南海トラフ地震と聞くと、「いつかは起こるかもしれないけど、正直いつ起こるのかはわからないし……」と、漠然と不安を感じている方も多いのではないでしょうか。
2025年1月、政府の地震調査委員会が「南海トラフ地震が今後30年以内に起こる確率を70〜80%から80%程度に引き上げた」という発表をしたことで、日本列島に住む私たちの不安は、さらにかき立てられているように思います。
でも、この「80%程度」っていったいどういう意味なのでしょう。
実際にどのくらい切迫しているのか、そして私たちはどんな備えをすればいいのでしょうか。
今回は、南海トラフ地震の基礎知識や、他の地域でも懸念されている地震リスク、さらにはその「確率」が示す本当の意味などを、できるだけわかりやすくまとめてみました。
少し長くなりますが、一緒にリスクと向き合いながら、冷静に考えていきましょう。
南海トラフ地震とは?仕組みと基本知識
まず、南海トラフ地震とはどんなものかを簡単におさらいしておきたいと思います。

南海トラフというのは、静岡県の駿河湾から九州東方沖あたりまで、ざっと数百キロにわたって続く深さ4,000メートル規模の海底の溝のことをいいます。
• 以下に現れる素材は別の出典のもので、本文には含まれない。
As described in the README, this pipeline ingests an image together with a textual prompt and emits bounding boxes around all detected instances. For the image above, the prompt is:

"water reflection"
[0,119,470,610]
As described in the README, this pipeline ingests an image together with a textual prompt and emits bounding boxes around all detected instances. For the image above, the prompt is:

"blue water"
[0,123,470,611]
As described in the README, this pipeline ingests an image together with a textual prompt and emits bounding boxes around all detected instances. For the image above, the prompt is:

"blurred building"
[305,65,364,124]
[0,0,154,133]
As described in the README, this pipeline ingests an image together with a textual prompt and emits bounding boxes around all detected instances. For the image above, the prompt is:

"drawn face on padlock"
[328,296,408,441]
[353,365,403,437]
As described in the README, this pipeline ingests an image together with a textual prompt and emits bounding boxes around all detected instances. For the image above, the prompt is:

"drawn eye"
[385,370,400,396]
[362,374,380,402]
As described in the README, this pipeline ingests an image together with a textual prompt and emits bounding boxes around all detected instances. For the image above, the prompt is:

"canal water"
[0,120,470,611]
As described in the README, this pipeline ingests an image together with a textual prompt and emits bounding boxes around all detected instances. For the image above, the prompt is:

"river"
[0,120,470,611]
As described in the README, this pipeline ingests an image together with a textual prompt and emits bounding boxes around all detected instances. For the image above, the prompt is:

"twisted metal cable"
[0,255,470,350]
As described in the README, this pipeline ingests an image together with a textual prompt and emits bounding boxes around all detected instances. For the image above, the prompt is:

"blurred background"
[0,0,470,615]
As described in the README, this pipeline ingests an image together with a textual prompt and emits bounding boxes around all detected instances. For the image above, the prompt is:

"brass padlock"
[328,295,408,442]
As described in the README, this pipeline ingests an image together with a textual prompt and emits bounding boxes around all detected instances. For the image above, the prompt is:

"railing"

ここでは、フィリピン海プレートがユーラシアプレート(あるいは日本列島側のプレート)の下に沈み込んでいるので、どんどんひずみがたまっていき、あるときそれが一気に解放されて巨大地震が発生するのです。

つまり、エネルギーをパンパンに蓄えたゴムが、バチンとはじけるようなイメージですね。
過去の南海トラフ地震から見える周期性
歴史を振り返ると、南海トラフ地震はおよそ100年から150年の間隔で繰り返し起こってきました。
代表的なのが1707年の宝永地震、1854年の安政東海地震・南海地震、1944年の昭和東南海地震、そして1946年の昭和南海地震などです。
昭和南海地震からは、もうすでに約80年が経過しています。
そう聞くと、そろそろ次が来てもおかしくない時期かもしれない……という気持ちになってきますよね。
実際に地震調査委員会が過去のデータやプレートの動きのモデルを用いて予測をする中で、2013年には「60%から70%」、2014年には「70%程度」、2018年には「70%から80%」と徐々に確率を上げてきて、2025年には「80%程度」に引き上げられたという流れがあります。
「80%」の意味―今すぐ起こるわけではない
でも、ここで重要なのは「80%程度」イコール「今すぐ起きる」というわけではないということです。
この確率は「今後30年以内に地震が起こる可能性」の数値であって、いわば長期的な確率論に基づいたものなんです。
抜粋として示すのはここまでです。